RALEIGH, N.C. - North Carolina Attorney General Josh Stein, along with 20 other state attorneys general, sued the federal government Thursday in an effort to stop the spread of online blueprints for 3-D printed firearms.
“Letting anyone have access to these files, and thus the ability to create undetectable, untraceable guns to hurt others, is a major threat to public safety,” said Stein. “I will continue to fight to prevent the federal government from making these blueprints available to anyone and everyone.”
Dangerous plastic “ghost guns” – which are unregistered and hard to detect by airport metal detectors – can be printed for under $1000 in as little as two to three days, according to Steven Gray, the president of MakerSpace Charlotte. The non-profit workspace allows members to pay a monthly fee to access equipment like 3-D printers and laser cutters.
Gray says he has received several calls from people interested in making weapons, which they don’t allow.
“That’s the danger of any technology,” he said. “There’s good applications and there’s bad applications.”
Inside the workspace, a 3-D printer was buzzing making a gear. Gray showed off a prosthetic hand that was 3-D printed, an engine model, and even someone’s head that was scanned and shrunken down.
He calls the lawsuit “noble” but doesn’t think it will help.
“It might make it more challenging for someone to do it [print ‘ghost gun’],” he said. “But, ultimately, if you’re motivated enough, I don’t think it’s really going to have an impact.”
Stein accuses the Trump administration of taking steps that would transfer regulations of 3-D printed guns from the State Department to the Commerce Department which, “effectively allowing…unlimited distribution” of “ghost gun” instruction manuals.
In 2015, the online company Defense Distributed, sued the Obama administration after being forced to take its 3-D firearm blueprints off the internet. In 2018, the Trump administration settled the lawsuit by allowing “unlimited public distribution on the internet of downloadable files for 3-D printed guns,” Stein said.
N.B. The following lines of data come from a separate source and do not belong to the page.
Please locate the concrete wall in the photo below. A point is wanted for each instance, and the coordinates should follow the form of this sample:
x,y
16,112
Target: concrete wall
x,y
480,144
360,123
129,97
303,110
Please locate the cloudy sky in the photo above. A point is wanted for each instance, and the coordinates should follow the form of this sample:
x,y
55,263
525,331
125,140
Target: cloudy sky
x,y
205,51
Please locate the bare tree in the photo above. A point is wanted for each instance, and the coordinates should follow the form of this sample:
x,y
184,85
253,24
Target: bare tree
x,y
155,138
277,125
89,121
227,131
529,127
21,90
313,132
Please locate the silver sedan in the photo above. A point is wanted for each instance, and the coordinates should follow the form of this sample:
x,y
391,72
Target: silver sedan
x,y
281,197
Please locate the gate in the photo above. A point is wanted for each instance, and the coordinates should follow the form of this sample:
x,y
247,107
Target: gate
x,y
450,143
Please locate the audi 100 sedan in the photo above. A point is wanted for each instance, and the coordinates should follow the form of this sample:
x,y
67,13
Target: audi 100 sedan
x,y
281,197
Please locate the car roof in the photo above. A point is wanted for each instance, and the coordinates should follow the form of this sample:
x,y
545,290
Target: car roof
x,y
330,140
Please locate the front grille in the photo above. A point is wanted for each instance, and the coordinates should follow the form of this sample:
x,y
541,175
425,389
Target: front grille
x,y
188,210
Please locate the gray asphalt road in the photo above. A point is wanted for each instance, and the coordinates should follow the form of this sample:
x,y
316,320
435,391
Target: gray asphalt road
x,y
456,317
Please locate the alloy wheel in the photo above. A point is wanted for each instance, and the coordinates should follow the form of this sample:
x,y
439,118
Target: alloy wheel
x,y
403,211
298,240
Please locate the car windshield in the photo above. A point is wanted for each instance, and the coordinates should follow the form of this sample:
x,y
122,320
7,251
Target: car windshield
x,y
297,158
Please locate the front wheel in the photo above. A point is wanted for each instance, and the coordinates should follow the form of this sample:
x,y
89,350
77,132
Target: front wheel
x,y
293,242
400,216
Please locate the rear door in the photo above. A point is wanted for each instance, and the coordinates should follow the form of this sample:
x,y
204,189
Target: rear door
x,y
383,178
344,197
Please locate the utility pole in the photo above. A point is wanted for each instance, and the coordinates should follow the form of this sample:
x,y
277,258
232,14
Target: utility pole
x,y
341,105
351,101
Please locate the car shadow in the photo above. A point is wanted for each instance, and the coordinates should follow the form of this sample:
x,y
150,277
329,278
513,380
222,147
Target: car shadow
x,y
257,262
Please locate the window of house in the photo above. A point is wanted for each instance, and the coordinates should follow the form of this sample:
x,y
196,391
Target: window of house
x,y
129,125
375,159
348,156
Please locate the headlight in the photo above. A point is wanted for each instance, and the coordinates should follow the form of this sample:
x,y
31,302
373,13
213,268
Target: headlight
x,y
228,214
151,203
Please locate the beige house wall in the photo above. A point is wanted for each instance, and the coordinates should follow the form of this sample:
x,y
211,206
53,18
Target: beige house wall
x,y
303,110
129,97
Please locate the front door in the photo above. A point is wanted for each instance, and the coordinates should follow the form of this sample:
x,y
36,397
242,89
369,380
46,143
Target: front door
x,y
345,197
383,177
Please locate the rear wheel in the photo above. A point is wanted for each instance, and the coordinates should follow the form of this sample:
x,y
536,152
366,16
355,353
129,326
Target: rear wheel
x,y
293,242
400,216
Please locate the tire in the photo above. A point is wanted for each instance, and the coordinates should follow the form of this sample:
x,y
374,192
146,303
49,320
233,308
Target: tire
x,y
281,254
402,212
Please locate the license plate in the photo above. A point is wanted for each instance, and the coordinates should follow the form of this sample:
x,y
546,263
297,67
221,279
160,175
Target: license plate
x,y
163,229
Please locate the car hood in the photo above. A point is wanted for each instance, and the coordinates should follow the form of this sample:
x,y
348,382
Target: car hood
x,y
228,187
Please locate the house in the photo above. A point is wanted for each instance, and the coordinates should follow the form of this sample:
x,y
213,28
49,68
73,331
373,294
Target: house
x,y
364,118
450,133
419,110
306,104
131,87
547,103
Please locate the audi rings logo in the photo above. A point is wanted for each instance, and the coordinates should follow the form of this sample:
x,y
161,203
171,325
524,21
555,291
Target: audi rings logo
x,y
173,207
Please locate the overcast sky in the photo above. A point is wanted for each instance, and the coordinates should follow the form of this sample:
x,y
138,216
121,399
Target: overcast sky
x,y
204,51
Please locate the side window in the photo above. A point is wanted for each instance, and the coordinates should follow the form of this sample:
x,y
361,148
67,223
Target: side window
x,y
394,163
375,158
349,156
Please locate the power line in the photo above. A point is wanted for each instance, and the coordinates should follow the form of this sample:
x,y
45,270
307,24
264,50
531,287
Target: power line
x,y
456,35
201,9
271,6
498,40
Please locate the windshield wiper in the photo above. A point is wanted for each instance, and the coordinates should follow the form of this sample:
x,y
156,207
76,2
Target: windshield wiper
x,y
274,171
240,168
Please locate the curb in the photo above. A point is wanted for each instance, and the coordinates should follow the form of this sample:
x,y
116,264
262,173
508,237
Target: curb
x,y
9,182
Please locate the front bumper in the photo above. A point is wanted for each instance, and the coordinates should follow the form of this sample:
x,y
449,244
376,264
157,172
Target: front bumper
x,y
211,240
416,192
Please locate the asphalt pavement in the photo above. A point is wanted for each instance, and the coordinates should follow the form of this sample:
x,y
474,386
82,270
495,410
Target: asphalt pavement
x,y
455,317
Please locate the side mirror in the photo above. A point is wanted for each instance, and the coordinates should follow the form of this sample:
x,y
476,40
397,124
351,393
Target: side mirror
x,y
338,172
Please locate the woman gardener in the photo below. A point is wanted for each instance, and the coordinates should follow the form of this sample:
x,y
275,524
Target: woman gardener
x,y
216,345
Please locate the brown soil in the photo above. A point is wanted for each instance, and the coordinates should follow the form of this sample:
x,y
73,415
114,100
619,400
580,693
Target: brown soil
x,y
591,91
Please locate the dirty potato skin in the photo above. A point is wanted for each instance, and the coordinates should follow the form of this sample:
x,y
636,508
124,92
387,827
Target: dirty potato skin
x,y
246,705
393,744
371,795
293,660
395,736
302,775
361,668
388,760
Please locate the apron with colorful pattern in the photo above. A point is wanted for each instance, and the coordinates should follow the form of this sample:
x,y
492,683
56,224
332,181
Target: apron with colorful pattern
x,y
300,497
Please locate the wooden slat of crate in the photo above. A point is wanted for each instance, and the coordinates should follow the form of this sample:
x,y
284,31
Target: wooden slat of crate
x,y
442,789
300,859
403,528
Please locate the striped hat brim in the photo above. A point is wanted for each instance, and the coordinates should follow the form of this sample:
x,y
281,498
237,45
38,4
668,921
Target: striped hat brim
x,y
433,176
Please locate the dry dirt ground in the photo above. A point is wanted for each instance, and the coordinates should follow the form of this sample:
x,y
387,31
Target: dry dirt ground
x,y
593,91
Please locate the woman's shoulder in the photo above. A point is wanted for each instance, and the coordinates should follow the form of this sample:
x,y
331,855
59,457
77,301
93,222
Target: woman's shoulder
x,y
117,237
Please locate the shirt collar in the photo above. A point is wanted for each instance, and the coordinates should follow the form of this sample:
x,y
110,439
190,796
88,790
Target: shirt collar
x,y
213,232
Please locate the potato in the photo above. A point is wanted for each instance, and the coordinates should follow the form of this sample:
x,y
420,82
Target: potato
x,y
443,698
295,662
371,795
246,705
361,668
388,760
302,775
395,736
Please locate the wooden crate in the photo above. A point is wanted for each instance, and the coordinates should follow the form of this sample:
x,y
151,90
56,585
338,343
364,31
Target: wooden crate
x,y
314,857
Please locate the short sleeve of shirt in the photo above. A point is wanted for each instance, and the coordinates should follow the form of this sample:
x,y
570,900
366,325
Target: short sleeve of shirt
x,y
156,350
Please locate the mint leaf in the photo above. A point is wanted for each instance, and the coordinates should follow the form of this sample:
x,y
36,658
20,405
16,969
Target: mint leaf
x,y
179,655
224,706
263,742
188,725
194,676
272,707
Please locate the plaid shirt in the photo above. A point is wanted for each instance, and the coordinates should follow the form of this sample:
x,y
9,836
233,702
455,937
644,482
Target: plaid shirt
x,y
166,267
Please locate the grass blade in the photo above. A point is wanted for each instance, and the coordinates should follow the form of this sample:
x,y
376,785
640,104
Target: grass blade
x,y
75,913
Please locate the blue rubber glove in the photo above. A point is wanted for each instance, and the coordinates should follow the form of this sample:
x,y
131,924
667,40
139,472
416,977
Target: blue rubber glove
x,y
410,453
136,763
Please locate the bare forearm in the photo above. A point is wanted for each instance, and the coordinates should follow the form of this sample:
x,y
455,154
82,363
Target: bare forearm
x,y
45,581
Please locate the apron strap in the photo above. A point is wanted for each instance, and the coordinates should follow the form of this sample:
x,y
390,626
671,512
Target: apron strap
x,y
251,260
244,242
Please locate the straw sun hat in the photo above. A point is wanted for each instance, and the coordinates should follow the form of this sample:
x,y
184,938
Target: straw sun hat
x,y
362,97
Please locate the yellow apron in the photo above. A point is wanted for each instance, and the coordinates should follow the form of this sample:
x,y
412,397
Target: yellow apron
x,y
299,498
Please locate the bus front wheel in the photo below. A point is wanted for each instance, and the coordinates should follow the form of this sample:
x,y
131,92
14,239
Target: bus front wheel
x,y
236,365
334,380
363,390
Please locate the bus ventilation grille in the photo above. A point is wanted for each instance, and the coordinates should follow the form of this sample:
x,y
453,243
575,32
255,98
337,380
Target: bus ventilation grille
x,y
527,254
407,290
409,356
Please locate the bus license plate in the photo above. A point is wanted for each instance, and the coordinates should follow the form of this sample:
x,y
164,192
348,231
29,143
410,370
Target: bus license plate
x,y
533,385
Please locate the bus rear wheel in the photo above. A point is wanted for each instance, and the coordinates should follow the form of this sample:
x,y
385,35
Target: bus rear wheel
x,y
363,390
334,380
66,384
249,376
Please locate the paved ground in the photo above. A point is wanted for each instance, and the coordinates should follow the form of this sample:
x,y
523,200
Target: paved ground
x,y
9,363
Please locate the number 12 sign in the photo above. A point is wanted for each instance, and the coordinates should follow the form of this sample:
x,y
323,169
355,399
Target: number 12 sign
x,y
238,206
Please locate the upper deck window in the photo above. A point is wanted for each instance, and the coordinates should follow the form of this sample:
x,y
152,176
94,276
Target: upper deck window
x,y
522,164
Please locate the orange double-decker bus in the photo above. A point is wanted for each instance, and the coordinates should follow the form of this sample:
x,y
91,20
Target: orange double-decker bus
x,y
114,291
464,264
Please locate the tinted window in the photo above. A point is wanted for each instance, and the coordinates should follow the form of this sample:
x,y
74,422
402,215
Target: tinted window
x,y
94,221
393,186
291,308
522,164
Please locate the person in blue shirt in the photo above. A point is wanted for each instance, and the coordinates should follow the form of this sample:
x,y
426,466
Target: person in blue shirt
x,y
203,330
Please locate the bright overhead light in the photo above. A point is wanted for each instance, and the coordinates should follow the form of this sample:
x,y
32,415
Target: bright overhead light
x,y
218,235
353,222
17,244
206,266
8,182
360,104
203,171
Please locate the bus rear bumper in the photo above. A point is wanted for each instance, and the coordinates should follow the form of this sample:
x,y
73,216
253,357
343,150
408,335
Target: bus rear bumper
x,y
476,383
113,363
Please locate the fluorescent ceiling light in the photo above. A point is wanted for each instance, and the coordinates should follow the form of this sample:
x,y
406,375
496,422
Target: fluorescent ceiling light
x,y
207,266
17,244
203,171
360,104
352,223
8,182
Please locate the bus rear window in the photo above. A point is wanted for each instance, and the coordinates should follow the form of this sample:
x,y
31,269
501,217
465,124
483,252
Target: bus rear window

Stein joined a multistate lawsuit that same year and was able to temporarily stop the release of the files. New Jersey banned “ghost guns” in 2018. At the time Gov. Phil Murphy called them a “dangerous loophole.”
South Carolina is not part of the lawsuit.
Gray worries the firearm blueprints could pop up in other countries, and still able to be accessed in the US, even if they are banned.
“The plans could be copied overseas and downloaded anywhere,” said Gray. “So, it’s kind of a game of whack-a-mole, really.”